I had a good birthday. Shirley gave me daffodils and chocolates; Walt gave me comb honey from his hive; Peggy’s parents gave me their usual $25; others sent cards; and I got word that my new bike was ready. I didn’t pick it up until Saturday (my birthday being on Thursday), because I wanted to take my first ride without getting rained on. This bike “feels” the pavement more than my other one, and the vibration puts my hands to sleep. I took it back today for some modifications, but the problem wasn’t eliminated, and I anticipate it being even worse when I go off-road. I can get my money back within thirty days, but I am loathe to ask for it. Although I went to lengths to make a prudent decision before I ordered, I obviously failed to go far enough, and for that I feel badly. On the other hand, I’m not about to eat $1,700. My hope is that further handlebar adjustments will remedy the problem.

While I was at the bike store today, an elderly couple arrived to pick up their new bikes. I spoke with them for a long while, and the man said he and his wife have been tandem enthusiasts for years, but that Parkinson’s has made it unsafe for him, forcing them to return to “beginners’ bikes” as he scornfully called a regular bicycle. I know nothing about tandems, but thought he looked ready for a trike. I considered saying as much, but since he was already indignant about his “beginner’s bike,” I bit my lip. I felt sorry for his wife who quietly endured his bitterness, and I felt disgusted with him for ruining what might have been a joyous occasion. Later, I realized that his unhappiness might not have been entirely a result of selfishness. He might have also felt remorse that his failing body had deprived his wife of something she loved. I know the feeling since I can no longer hike with Peggy.

I went to the monthly neighborhood peace vigil last night. We had fourteen this time, which was about double last month.
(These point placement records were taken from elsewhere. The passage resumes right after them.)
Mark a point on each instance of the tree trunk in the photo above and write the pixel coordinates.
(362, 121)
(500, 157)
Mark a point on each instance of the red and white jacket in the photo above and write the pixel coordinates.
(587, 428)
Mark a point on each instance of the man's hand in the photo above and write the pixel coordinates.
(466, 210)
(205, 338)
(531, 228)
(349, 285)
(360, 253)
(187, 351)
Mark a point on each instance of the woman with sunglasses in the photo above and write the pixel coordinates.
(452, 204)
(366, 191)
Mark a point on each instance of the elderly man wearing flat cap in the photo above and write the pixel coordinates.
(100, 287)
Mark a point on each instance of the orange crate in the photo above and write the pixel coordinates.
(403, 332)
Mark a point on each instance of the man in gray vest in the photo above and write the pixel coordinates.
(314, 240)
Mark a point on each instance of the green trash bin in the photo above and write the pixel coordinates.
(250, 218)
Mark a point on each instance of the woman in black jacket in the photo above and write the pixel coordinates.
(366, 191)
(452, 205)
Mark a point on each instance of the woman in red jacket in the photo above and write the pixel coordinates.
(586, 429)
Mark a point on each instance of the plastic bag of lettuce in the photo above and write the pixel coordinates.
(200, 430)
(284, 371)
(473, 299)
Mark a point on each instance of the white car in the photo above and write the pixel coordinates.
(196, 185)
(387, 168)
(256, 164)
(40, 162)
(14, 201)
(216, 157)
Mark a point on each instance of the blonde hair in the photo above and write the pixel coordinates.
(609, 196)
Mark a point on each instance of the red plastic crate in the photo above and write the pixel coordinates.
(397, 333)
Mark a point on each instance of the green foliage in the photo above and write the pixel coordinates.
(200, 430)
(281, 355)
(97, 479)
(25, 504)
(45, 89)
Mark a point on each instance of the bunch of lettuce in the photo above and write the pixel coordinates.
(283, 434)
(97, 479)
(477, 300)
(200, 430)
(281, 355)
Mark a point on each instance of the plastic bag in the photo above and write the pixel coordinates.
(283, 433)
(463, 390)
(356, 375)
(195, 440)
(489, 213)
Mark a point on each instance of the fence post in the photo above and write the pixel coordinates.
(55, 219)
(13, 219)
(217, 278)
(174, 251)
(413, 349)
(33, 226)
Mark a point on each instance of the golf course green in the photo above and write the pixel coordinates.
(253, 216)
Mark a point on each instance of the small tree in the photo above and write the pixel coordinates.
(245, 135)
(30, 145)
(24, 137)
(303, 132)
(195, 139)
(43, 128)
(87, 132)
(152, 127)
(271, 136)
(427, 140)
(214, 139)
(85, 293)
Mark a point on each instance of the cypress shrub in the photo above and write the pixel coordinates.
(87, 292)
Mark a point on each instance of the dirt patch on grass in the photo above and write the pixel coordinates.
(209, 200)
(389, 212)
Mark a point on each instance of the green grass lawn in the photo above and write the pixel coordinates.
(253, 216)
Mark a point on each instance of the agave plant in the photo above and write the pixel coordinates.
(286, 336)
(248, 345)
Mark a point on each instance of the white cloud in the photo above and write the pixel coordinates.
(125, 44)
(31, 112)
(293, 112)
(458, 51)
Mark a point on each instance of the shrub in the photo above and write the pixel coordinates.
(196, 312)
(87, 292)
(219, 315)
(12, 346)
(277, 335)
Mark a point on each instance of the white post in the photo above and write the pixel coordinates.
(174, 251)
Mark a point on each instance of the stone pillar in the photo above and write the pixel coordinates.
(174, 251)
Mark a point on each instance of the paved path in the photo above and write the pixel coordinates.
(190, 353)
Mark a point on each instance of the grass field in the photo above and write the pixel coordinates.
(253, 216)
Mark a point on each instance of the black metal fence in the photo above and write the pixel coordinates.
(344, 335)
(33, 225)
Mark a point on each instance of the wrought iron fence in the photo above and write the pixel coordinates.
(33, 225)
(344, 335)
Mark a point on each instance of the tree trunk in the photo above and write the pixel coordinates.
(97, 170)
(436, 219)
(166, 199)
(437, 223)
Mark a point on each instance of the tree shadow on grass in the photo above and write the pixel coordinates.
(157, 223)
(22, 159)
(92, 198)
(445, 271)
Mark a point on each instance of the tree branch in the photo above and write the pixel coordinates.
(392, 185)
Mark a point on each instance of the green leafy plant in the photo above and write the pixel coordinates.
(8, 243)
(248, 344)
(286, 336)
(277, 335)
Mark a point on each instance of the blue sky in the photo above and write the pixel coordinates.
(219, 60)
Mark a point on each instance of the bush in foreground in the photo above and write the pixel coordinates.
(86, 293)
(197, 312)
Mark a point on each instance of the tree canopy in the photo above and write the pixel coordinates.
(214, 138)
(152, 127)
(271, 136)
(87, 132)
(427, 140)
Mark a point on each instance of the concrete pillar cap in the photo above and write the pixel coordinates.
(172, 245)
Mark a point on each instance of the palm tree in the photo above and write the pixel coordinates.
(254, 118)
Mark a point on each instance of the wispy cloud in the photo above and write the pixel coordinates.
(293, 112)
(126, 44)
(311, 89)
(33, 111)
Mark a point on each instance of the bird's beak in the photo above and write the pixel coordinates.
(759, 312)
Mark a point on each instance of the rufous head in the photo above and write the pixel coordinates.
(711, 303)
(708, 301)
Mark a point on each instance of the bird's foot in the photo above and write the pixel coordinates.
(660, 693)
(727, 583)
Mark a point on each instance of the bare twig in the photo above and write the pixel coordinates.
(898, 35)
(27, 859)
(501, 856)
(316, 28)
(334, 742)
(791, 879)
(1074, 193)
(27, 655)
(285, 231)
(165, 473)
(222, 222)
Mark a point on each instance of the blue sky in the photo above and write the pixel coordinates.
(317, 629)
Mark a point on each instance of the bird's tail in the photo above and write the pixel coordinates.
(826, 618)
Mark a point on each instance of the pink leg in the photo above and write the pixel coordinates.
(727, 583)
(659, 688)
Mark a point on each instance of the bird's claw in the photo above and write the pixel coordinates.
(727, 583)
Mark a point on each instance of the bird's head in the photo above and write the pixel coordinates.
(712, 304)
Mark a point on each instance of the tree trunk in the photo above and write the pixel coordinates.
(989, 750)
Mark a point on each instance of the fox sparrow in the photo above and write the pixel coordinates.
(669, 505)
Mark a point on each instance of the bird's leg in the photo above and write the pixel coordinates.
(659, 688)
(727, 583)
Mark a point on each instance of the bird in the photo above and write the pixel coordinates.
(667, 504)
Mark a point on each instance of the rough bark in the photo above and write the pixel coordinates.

I also went to the federal building today to stand with Peg. She was in the twelfth day of a two-week fast, and confessed to feeling sickly. I caught her at her second of three demonstrations today. The first was a sit-in at Congressman DeFazio’s office. She said that people were arrested, but that she was not among them. “We take turns,” she explained. Since no mention of these arrests ever occurs on the news, I don’t know what the point is.

I have observed that the spiritually oriented protestors (like Peg, who is a Quaker) act on the basis of what feels right rather than on what seems pragmatic. This causes me wonder if the point of their protests is more to feel good than to do good. Since I am out there with them, I am forced to ask myself the same question, and I can but offer that I support them because their dedication makes me ashamed to do otherwise, and because of my hope that, together, we can inspire others to join us until our numbers become great enough to end the war. If nothing else, our efforts might bring more thoughtfulness and compassion into the lives of those who see us. For this reason, I would never knowingly demonstrate with anyone who planned to use harsh words or destructive behavior. To paraphrase a Quaker admonition: When you work to end war, be sure that you are free of the spirit that causes war.

Right after her daily stint at the federal building, Peg crossed the street to protest with “Women in Black.” True to their name, they all wore black. I biked home, sick as always from exhaust fumes. I asked Peg if the exhaust doesn’t bother her, especially in her weakened condition. She said, “I worry about it, and many people have had to stop coming because of it, but I always think about how much worse the people in Iraq are suffering.”